The FDA's approach seemed prudent, until FORTUNE discovered that the cheddar in the Canadian outbreak wasn't made from raw milk at all. Some was pasteurized and some heat treated (a partial pasteurization). In fact, pasteurized milk was the culprit in the majority of dairy-related outbreaks, including the largest food-borne epidemic ever reported to the Centers for Disease Control--a 1985 salmonella outbreak from pasteurized low-fat milk that led to 2,777 hospitalizations and 14 deaths. Even in cases directly implicating raw-milk cheese, the argument could be made that contamination occurred during manufacturing and was unrelated to the presence of raw milk.

"The biggest risk from cheese comes from post-pasteurization contamination," says Dun Gifford, head of Oldways, a nonprofit dedicated to preserving natural foods. "It's like saying if there's a salmonella outbreak in chicken, you should outlaw all chicken," adds Peter Kindel, maitre fromager of Artisanal, a new restaurant and cheese shop from the owners of Picholine. "The answer, as with chicken, should be better regulation."

If this is indeed the case--and the FDA knows it--it would explain why restaurateurs currently find it easy to obtain illegal cheese. "We get lots of other raw-milk cheeses aged less than 60 days," says Kindel. "Either the FDA doesn't know what we're bringing in or there's something else going on."

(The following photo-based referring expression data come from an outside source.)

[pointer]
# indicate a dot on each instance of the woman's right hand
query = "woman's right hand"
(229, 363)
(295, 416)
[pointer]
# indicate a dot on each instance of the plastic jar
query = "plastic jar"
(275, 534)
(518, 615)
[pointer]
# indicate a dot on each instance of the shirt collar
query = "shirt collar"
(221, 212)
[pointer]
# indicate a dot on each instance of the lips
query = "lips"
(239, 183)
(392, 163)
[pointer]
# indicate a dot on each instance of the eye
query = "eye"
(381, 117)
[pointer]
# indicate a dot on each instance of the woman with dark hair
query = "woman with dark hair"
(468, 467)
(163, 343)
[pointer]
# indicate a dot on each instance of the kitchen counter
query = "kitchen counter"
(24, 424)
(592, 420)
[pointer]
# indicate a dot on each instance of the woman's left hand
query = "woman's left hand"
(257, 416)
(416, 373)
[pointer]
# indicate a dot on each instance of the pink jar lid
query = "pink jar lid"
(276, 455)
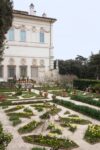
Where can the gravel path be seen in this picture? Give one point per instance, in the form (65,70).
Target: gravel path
(17,143)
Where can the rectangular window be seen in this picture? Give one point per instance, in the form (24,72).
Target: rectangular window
(11,35)
(41,37)
(11,71)
(22,36)
(1,71)
(34,72)
(23,71)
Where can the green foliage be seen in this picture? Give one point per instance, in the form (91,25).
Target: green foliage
(72,127)
(92,134)
(6,16)
(28,110)
(14,108)
(54,129)
(15,120)
(91,112)
(38,148)
(45,116)
(85,99)
(29,95)
(97,87)
(5,138)
(72,120)
(53,142)
(82,84)
(21,115)
(29,127)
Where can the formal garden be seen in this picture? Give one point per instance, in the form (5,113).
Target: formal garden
(50,116)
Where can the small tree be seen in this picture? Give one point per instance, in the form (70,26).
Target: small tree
(6,16)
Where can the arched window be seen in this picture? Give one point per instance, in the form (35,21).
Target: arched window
(22,35)
(10,35)
(41,37)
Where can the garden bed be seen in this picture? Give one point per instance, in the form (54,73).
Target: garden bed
(50,141)
(92,134)
(29,127)
(88,111)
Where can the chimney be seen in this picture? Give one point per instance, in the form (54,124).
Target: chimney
(44,15)
(32,11)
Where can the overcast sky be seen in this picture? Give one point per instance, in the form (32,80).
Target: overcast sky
(77,30)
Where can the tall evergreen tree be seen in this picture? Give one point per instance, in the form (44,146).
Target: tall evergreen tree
(6,16)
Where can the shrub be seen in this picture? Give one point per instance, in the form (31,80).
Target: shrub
(29,127)
(14,109)
(5,138)
(38,148)
(20,115)
(45,116)
(72,127)
(82,84)
(91,112)
(92,134)
(75,120)
(54,129)
(97,88)
(28,110)
(53,142)
(15,120)
(85,99)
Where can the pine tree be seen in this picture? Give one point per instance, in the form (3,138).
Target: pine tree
(6,17)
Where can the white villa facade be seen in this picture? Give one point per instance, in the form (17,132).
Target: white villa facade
(30,47)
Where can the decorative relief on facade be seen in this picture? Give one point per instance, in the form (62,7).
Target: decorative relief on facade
(42,62)
(34,29)
(11,61)
(34,62)
(44,30)
(23,61)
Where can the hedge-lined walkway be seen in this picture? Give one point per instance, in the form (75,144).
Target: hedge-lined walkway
(17,142)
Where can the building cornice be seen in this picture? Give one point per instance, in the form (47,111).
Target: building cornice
(22,14)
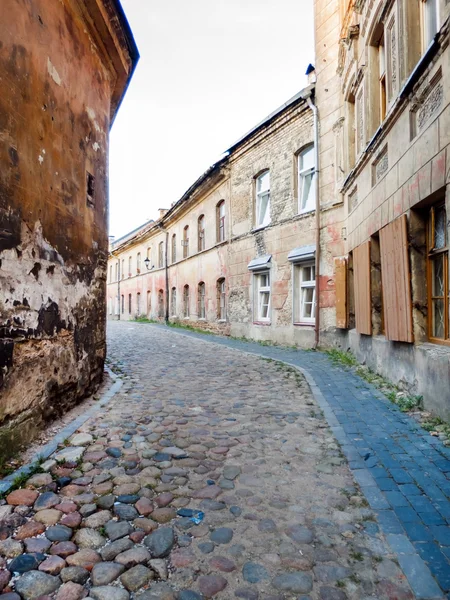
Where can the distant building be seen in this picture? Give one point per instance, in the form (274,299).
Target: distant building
(382,90)
(64,69)
(235,254)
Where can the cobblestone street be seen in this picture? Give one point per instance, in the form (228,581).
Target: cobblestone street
(211,473)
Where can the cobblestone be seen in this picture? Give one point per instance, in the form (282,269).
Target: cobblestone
(189,418)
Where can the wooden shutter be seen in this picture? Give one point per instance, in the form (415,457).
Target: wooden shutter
(363,304)
(396,278)
(340,267)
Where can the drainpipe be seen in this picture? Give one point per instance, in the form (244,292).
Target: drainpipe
(166,266)
(167,277)
(315,111)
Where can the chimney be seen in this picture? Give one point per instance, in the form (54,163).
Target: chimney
(311,74)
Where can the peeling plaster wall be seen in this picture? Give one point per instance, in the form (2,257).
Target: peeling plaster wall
(54,124)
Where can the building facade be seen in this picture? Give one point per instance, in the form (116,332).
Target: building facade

Certainly there's food here for conspiracy theorists. The organization conducting the tests for the FDA, the NCFST, is composed of food technologists and industry types--the very groups that have the most to lose from the small, artisanal cheesemakers forsaking pasteurization and other industrial processes. And in Europe a similar organization, the Institute of Food Science and Technology, has blamed raw milk for a number of outbreaks in which the evidence pointed to the possibility of contaminated manufacturing conditions. Moreover, Mowbray acknowledges that a critical gap exists in the NCFST's research: No one knows what the worst-case E. coli scenario actually is. "We don't have a lot of hard information on which to base our assumptions," he says. "We discussed them with industry and aca-demia, and made the best guess we could."

The FDA doesn't expect to make any determinations for a year or two. Until then, we can only hope that it will decide to put a warning label on all cheese--pasteurized and raw--as it does for alcohol and tobacco, instead of lowering the curtain on that luscious Fourme d'Ambert.